Untitled by Sean Halket - Short, Dramedy - A ship's captain returns from a six year voyage to his wife and son and struggles greatly to reconnect with them. 6 pages - pdf, format
I'd club the rat too as far as the story goes, it needs a resolution. They should at least leave him or something. I dunno. Writing is good... Didn't like the ending.
A rat got into my kitchen once and somehow got inside the stove. So, I closed all the doors to the kitchen, so it was just me, my boxer dog Rocky and the rat in the oven.
Next thing I did was turn on the oven and wait. I was also telling my dog to prepare. The rat had no choice but to make a run for it, but with nowhere to go my dog had him and tore him to shreds. I'd never seen anything like it before. The look on my dog's face, I'll never forget. He looked like a vampire, blood all over his face and this feral snarl I'd never seen before. He had bloodlust in his eyes. I had to shout really loud, several times, to get him to remember where he was and back away from the dead rat that he was intent on tearing to shreds. It freaked me out a little. Plus I had to clean up the mess.
Lying next to him reading a book is his wife LILITH, a
beautiful woman in her mid 30’s, carrying with her a
comforting sense maternity, even as she simply lies there.
The latter part is a little confusing... a comforting sense maternity?
Code
In the aftermath of his drunken escapade he loves his rat as
it scuttles around on his lap...
I didn't think it was going to be that type of story. Is it even possible?
Code
Earnest and Lilith return home
and see the state of their home.
Upset is smeared across Lilith’s fragile face.
I'm not surprised. Disgust should be in there too.
Code
Ben, in the midst of making his escape, stops in the living
room’s doorway and turns around, Steven resting on his
shoulder.
What do you mean by, Steven resting on his shoulder? It reads very awkwardly at the moment.
Code
Earnest escapes the madness as fast as he can by grabbing
his whisky and heading for the bathroom.
It's a bit of a strange place to take a bottle of whisky.

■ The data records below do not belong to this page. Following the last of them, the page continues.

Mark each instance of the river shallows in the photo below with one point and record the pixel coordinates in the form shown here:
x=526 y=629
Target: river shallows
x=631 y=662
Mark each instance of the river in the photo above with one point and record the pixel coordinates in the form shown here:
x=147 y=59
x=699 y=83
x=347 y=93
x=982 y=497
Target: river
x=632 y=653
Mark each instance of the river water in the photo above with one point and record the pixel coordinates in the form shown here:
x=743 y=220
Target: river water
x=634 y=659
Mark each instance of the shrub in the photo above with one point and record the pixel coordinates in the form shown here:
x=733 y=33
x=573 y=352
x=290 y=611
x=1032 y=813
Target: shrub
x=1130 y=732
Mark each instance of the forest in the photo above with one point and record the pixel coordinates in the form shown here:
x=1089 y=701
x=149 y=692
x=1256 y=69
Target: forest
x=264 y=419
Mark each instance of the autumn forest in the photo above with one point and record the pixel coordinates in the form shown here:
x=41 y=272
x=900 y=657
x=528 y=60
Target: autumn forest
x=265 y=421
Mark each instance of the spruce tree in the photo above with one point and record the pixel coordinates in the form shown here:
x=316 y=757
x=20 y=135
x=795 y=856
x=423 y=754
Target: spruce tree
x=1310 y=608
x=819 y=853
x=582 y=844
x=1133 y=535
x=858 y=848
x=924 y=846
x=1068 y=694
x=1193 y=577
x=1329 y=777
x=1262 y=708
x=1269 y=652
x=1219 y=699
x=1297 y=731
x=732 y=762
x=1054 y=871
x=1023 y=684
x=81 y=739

I'm not really feeling this story. I don't like rats so I agree that the rat was better off dead. Not sure what all the crying is about. Kid has a party, gets dirty with a rat, parents catch him, kill the rat, everyone ends up crying.
i don't know if someone mention this but when you introduce a character the first time i should be in all caps....
"He turns away from her and into the foreground of the shot in close-up. Lilith gets off the bed to leave. In the background of the shot we see her stub her toe on the door frame and fall over. For a beat there is silence, then"
you should avoid using camera directions.... you use alot
also...
you put "In the kitchen, Earnest walks down to the end of the room, grabs a rolling pin then comes back to the counter as Lilith and Ben watch."
but you all ready have a scene establishing that they are allready in the kitchen. int. kitchen - day
try to avoid that. we the reader all ready know he's in the kitchen so it's better writing when you leave "in the kitchen" out..
man...i know it's a short but the ending confused me. why did he go to the bathroom drink and cry? i don't know.